Detailed Explanation

  • Subtitle Number: Each subtitle block has a unique number that increments sequentially. Numbering starts from 1 and must be an integer.

    • Example: 1
  • Timestamp: Format is HH:MM:SS,mmm, where HH is hours, MM is minutes, SS is seconds, and mmm is milliseconds. The timestamp consists of two times separated by --> with a space on each side, indicating the start and end time of the subtitle.

    • Example: 00:00:01,000 --> 00:00:04,000
  • Subtitle Content: Subtitle text can contain one or more lines and is displayed on the video. SRT does not support formatted text like color, font size, etc. These must be defined through player settings or additional style files.

    • Example: Hello, my friend!

SRT Format Limitations

  • No Text Formatting Support: Cannot directly set color, font, etc.; requires player or other tools for style adjustments.

VTT Subtitle Format

WebVTT (Web Video Text Tracks) is a subtitle format for HTML5 video elements, designed specifically for web videos.
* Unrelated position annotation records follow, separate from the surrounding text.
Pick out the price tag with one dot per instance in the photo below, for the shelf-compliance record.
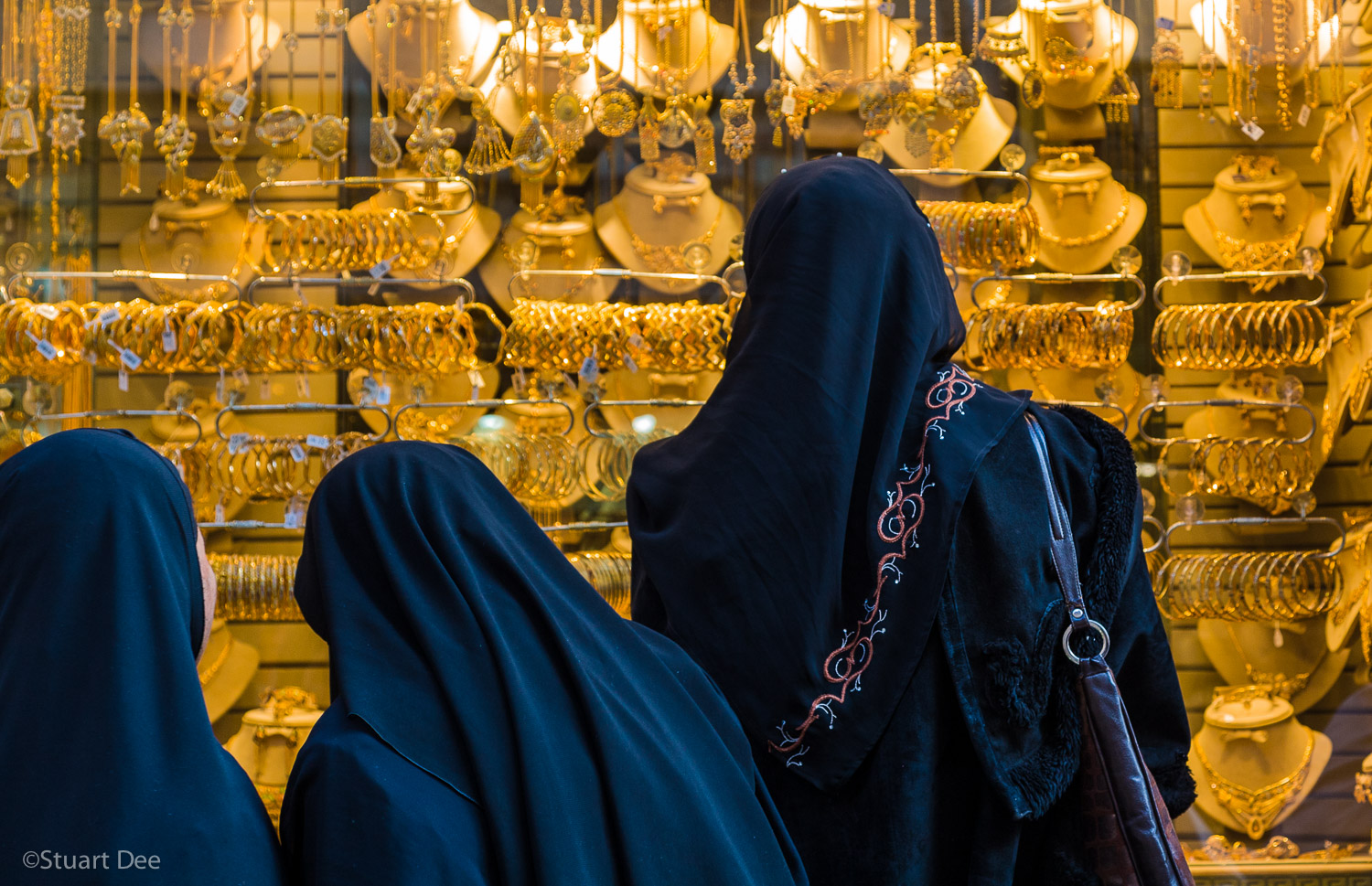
(381, 269)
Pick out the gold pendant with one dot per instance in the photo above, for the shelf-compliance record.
(18, 133)
(740, 129)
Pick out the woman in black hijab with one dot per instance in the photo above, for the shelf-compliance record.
(493, 719)
(109, 768)
(852, 539)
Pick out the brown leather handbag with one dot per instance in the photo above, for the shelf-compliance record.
(1127, 826)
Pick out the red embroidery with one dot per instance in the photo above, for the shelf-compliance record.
(897, 526)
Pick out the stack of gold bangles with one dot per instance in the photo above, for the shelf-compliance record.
(1270, 472)
(206, 336)
(255, 587)
(1248, 335)
(606, 463)
(557, 336)
(1048, 336)
(1249, 586)
(608, 572)
(984, 236)
(40, 340)
(332, 240)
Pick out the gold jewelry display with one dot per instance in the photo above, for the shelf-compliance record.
(1249, 586)
(667, 258)
(1245, 335)
(557, 336)
(1256, 809)
(985, 236)
(18, 132)
(1097, 236)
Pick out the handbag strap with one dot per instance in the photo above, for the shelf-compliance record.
(1065, 551)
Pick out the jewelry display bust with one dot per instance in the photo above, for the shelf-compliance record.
(661, 210)
(1253, 762)
(649, 36)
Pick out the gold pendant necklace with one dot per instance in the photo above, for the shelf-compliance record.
(1239, 254)
(1125, 200)
(666, 260)
(1256, 809)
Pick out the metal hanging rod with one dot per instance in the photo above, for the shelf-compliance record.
(1224, 403)
(488, 403)
(1061, 279)
(301, 408)
(120, 413)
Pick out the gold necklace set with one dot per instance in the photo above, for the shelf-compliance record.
(1257, 808)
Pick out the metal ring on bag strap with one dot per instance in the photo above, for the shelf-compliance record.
(1092, 624)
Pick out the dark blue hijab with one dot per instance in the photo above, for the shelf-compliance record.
(595, 749)
(795, 538)
(106, 743)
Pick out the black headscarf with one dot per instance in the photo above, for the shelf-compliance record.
(795, 538)
(106, 743)
(597, 751)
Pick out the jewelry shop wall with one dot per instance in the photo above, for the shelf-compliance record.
(265, 233)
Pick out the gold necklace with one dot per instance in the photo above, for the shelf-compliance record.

It is more powerful than SRT, supporting styles, notes, multiple languages, positioning information, and other attributes. The file extension is .vtt. However, it cannot be directly embedded into videos and must be referenced in HTML's <video> element.

VTT Format Structure

VTT files are similar to SRT but with more features. A VTT file starts with WEBVTT followed by a blank line and uses a . (dot) instead of , to separate seconds and milliseconds.

VTT Example

plaintext
WEBVTT

1
00:00:01.000 --> 00:00:04.000
Hello, <b>friends!</b>

2
00:00:05.000 --> 00:00:08.000
The rain today is <i>very, very heavy</i>.

Detailed Explanation

  • WEBVTT Declaration: All VTT files must start with WEBVTT to declare the file format.

    • Example: WEBVTT
  • Subtitle Number: Subtitle numbers are optional, unlike in SRT where they are required. They help distinguish the order of subtitle segments but can be omitted in VTT.

  • Timestamp: Format is HH:MM:SS.mmm, where HH is hours, MM is minutes, SS is seconds, and mmm is milliseconds. Use . (dot) to separate seconds and milliseconds, not ,. The timestamp consists of two times separated by --> with a space on each side.

    • Example: 00:00:01.000 --> 00:00:04.000
  • Subtitle Content: Subtitle text can include HTML tags for text formatting, such as bold (<b>), italic (<i>), underline (<u>), etc.

    • Example:
      plaintext
      Hello, <b>friends!</b>

Additional Features Supported by VTT

  1. Styles (CSS):

    • VTT supports text style adjustments via CSS, such as color, font size, position, etc. Styles can be defined in HTML using <style> tags or external CSS files.
    • Example:
      plaintext
      <c.red>Hello, friends!</c>
      Define .red { color: red; } in HTML, and Hello, friends! will appear in red.
  2. Positioning Information:

    • VTT supports setting specific subtitle positions using properties like position, line, etc.
    • Example:
      plaintext
      00:00:01.000 --> 00:00:04.000 position:90% line:10%
  3. Notes:

    • VTT supports adding notes in the file, starting with NOTE.
    • Example:
      plaintext
      NOTE This is a note and will not be displayed.
  4. Multi-language Support:

    • VTT can support multiple language subtitles via metadata or HTML5's <track> tag.

Advantages of VTT Format

  • Text Formatting: Supports HTML tags for simple text formatting like bold, italic, etc.
  • Styles and Positioning: CSS can be used to set subtitle styles and positions.
  • Notes and Metadata: Supports adding notes without affecting subtitle display.
  • Web Compatibility: Designed for HTML5 video, suitable for web environments.

SRT vs. VTT Comparison

FeatureSRTVTT
File HeaderNoneWEBVTT followed by a blank line
Timestamp FormatHH:MM:SS,mmm, comma separates seconds and millisecondsHH:MM:SS.mmm, dot separates seconds and milliseconds
Text Formatting SupportNot supportedSupports HTML tags like <b>, <i>
Subtitle NumberRequiredOptional
Style and Position SupportDepends on player or external style filesBuilt-in CSS style support, supports positioning info
NotesNot supportedSupports NOTE notes
Advanced FeaturesBasic subtitle functions onlySupports karaoke, notes, styles, etc.
Use CasesLocal video files, simple subtitle displayHTML5 video, web subtitles, complex subtitle display
Embeddable in VideoCan be embedded in video filesCannot be embedded in video, only used in web <video> elements

VTT (WebVTT) subtitle format cannot be directly embedded into MP4 files, but VTT files can be associated with MP4 videos using HTML5's <track> tag. When the MP4 is opened in a browser, these associated subtitles can be displayed normally.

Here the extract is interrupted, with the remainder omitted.